One of the most fundamental ways we socialise is through the eyes. It has been suggested that the reason that humans have whites in their eyes (as for example apes do not) is that knowledge of where someone is looking is crucial to developing trust and therefore social relationships.

Connect with People Through Eye Contact 

One of the most common ways that people fail to connect is through the eyes, yet, with the right skills it can make a huge difference to your ability to communicate, whatever your intentions. Have you ever been walking down a crowded street and the oncoming pedestrians are bearing down on you amidst tuts, sighs and the occasional elbow? Perhaps you’ve done the dance with someone where you both try to go in the same direction 2 or 3 times (anyone else get the urge to bow to your partner at that point?). Try to look in the direction that you are heading. Nine times out of ten, people will read your intentions and go the other way. That’s just the start: a small amount of self training allows you to think about the direction, timing and intensity of your eyes so that you can make your intentions clear way before opening your mouth.

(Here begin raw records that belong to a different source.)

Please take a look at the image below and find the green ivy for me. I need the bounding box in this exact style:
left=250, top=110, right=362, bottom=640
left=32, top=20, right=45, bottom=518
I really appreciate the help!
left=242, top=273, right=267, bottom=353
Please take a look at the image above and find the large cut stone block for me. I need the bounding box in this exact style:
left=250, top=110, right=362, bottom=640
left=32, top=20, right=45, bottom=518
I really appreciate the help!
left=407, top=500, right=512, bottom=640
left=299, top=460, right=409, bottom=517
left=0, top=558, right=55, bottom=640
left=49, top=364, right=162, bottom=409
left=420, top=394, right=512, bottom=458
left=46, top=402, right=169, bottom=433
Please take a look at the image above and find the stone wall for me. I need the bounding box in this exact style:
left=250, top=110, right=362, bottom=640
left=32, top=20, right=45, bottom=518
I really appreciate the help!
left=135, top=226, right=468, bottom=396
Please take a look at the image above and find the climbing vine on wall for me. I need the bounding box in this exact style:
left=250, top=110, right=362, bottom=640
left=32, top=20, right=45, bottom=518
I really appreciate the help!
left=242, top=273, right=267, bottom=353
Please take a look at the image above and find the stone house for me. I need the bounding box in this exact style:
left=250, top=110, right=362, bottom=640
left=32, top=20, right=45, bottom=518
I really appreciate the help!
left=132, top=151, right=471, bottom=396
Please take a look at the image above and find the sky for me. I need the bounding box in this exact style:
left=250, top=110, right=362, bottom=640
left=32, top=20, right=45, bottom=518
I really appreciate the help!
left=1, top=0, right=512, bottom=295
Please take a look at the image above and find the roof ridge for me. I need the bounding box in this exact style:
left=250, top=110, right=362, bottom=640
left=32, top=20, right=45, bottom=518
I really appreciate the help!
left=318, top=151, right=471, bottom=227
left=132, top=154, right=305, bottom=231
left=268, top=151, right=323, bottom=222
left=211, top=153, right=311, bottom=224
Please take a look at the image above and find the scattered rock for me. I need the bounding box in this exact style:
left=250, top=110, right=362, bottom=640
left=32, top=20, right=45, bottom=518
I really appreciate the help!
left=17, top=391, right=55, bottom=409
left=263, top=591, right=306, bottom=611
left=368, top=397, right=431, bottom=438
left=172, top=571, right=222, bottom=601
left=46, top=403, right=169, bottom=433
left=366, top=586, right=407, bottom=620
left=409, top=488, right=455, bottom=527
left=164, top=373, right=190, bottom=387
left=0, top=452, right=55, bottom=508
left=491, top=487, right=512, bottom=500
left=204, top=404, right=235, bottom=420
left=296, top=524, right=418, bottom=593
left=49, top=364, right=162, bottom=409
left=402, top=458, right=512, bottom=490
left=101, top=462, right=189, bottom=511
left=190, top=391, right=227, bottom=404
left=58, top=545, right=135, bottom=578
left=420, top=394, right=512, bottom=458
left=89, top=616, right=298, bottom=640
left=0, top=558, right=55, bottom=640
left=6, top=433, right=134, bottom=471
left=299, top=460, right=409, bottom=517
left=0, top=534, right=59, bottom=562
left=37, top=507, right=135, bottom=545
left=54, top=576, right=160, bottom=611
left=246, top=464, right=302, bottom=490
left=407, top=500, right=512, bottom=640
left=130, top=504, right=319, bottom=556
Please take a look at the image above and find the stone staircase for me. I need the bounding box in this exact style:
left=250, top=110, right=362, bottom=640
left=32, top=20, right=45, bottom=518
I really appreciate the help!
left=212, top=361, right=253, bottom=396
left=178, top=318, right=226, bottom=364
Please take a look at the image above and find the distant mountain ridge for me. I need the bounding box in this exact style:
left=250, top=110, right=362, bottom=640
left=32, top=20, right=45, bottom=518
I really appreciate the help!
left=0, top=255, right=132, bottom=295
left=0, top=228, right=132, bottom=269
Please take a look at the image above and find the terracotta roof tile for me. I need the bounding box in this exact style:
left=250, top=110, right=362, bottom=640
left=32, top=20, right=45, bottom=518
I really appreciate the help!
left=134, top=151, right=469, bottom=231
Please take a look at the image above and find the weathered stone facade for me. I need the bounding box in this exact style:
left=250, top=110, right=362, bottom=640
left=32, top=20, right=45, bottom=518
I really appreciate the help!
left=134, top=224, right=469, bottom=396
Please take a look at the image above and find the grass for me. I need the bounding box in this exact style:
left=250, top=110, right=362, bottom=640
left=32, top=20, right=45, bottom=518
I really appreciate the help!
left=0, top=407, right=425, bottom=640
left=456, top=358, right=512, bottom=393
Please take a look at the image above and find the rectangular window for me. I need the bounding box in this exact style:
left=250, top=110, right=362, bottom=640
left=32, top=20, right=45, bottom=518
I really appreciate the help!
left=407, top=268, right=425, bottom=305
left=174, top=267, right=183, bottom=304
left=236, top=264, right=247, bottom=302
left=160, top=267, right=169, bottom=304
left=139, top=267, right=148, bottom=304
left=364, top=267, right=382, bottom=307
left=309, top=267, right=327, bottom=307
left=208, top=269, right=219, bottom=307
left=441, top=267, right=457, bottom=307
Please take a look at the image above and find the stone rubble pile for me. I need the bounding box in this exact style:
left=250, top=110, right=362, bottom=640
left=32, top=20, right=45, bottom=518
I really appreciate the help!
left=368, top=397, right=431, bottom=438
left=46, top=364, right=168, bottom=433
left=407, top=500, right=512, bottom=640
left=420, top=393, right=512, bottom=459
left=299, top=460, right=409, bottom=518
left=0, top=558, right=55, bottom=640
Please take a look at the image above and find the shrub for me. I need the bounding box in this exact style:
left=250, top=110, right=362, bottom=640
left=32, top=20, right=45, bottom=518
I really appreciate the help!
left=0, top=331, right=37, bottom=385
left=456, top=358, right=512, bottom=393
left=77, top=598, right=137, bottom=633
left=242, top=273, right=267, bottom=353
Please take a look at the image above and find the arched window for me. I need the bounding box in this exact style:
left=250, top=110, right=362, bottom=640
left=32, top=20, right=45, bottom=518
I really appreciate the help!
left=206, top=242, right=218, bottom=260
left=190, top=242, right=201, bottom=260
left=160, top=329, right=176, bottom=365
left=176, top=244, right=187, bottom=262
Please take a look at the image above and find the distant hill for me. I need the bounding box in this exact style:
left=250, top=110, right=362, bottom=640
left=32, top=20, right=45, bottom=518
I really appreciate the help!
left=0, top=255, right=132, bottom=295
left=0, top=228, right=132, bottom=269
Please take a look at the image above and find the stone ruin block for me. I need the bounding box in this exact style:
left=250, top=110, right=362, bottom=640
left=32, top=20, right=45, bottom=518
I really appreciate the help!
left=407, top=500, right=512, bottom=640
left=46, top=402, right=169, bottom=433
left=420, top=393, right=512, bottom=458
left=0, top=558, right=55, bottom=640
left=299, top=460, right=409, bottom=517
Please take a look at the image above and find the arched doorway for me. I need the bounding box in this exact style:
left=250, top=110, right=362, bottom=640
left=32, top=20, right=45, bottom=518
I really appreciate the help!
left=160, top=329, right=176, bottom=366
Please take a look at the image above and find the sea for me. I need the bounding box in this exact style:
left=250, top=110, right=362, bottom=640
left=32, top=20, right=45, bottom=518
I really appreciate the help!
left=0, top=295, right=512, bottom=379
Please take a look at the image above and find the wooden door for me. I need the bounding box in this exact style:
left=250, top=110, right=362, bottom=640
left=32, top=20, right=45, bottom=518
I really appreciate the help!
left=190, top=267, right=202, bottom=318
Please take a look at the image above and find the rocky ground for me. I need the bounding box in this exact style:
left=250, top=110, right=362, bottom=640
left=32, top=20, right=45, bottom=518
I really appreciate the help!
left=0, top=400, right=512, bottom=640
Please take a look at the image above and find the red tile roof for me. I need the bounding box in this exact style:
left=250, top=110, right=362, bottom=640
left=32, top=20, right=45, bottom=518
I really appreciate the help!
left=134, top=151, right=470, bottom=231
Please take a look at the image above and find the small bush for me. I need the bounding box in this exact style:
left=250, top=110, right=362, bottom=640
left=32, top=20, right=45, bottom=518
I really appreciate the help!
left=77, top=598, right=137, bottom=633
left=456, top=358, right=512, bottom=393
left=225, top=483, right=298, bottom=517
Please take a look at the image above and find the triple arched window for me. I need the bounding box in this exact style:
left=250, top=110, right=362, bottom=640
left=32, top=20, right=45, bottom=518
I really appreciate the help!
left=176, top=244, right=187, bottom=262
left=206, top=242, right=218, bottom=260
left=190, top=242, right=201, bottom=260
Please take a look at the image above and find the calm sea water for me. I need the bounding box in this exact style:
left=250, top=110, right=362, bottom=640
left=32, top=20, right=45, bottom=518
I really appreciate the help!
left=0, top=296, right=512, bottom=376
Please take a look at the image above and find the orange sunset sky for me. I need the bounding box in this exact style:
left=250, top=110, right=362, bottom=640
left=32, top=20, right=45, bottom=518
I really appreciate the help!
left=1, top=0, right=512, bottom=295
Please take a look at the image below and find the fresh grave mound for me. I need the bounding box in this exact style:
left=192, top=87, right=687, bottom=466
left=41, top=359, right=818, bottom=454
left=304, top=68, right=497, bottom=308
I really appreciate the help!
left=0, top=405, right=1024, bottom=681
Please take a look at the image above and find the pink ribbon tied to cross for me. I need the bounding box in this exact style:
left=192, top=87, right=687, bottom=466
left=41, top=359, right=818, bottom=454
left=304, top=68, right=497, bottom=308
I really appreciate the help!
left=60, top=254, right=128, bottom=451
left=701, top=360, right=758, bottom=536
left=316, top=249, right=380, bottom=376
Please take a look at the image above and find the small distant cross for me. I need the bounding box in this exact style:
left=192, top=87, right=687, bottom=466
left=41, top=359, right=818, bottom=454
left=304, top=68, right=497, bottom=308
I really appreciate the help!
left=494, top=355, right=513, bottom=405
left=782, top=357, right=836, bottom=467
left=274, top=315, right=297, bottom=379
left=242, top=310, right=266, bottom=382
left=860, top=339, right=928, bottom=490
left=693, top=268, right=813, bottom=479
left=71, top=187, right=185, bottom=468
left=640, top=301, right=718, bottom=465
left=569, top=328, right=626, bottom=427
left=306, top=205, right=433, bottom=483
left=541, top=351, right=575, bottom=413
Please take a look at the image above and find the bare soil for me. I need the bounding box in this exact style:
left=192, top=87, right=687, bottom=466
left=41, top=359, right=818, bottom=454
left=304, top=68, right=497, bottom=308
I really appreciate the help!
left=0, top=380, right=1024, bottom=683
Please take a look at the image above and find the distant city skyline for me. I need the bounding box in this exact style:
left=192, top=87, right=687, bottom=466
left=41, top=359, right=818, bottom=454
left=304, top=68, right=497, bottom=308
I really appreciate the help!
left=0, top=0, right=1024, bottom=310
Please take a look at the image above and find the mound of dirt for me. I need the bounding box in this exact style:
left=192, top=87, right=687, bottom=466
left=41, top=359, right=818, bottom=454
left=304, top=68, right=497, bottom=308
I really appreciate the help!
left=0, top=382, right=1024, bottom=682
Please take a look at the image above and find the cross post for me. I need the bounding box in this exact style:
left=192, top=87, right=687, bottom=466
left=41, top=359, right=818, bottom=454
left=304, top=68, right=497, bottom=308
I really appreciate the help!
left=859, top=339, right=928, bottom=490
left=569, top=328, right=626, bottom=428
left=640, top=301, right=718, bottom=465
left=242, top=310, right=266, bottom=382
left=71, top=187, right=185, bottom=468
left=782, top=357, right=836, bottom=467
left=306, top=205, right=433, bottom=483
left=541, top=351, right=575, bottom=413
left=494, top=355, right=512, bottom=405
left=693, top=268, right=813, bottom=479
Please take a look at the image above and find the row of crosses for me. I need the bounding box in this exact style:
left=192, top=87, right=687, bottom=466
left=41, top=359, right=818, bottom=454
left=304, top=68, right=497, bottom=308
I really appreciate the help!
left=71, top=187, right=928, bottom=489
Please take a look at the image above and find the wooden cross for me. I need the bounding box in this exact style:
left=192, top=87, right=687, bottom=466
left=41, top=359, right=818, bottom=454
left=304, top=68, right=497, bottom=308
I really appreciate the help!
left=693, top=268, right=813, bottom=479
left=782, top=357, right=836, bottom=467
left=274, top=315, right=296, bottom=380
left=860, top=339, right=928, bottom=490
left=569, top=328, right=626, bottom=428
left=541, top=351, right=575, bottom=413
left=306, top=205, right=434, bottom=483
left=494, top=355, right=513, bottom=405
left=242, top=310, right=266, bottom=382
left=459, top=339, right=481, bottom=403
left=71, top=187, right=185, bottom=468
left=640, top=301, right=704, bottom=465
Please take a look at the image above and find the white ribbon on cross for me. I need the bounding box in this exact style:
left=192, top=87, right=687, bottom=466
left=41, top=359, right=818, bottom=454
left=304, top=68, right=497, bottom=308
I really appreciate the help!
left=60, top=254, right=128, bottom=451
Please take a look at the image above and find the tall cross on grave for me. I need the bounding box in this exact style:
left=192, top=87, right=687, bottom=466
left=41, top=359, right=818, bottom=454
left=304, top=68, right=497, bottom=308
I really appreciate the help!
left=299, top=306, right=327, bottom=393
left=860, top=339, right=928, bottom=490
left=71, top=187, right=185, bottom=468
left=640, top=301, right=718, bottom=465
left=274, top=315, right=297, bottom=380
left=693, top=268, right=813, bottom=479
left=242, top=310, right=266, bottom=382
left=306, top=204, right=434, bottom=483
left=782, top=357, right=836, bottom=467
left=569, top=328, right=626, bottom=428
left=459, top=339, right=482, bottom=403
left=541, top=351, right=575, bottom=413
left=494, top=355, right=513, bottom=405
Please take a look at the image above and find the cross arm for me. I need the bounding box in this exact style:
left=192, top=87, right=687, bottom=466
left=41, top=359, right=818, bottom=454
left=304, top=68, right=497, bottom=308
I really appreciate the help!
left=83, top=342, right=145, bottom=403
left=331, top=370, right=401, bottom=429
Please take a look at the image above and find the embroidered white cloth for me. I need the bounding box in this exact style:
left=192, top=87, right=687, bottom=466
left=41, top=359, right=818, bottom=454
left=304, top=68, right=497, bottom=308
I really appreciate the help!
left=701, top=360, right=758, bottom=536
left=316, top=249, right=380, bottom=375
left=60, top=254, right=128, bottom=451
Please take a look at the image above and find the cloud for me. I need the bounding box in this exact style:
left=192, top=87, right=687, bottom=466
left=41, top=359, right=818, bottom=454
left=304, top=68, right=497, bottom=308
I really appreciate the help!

Conversely, you’re able to see intention in others – very powerful in personal and business situations.  

 Know where to look 

When we say eye contact we might think we have to look directly into both of our opposite’s eyes to be effective. Not true or possible. Firstly, you can look in one eye for the same effect – it saves darting backwards and forwards between left and right. Secondly there are two spaces which are equally if not more effective. Imagine that between the eyes and towards the nose is an invisible triangle. This “social” space is perfect for looking at in friendly conversations as it shows you’re listening but doesn’t require you to literally meet their eyes. It’s completely indistinguishable from complete eye contact by the other person as well. If your purpose is a little more aggressive and you struggle with assertiveness, you can invert the triangle. Now it starts in the same place but goes upwards towards the eyebrows. This “power” space is an effective tactic, to be used sparingly, if you want to take control. It will probably be construed as aggressive so make sure you can back it up! Finally, you’ll want to think about timing. If you want to attract the attention of a potential date, then staring is a complete no-no. However, if you meet their eyes and turn away head-first, eyes to follow, after 1-2 seconds, you make your intentions clear without intimidating or making anyone uncomfortable. Check back a couple of times and, if they haven’t tried back, move on. Anything else could be construed as unwelcome, at least until you give them an opportunity to talk to you.

A Simple as That?

To begin with, yes. This is a foundational practice that will become a firm place to begin improving your social relations but it isn’t a complex one and the hardest part is maintaining awareness. Practice indicating your intentions through the eyes and look for the same in others and a whole range of benefits will make themselves known.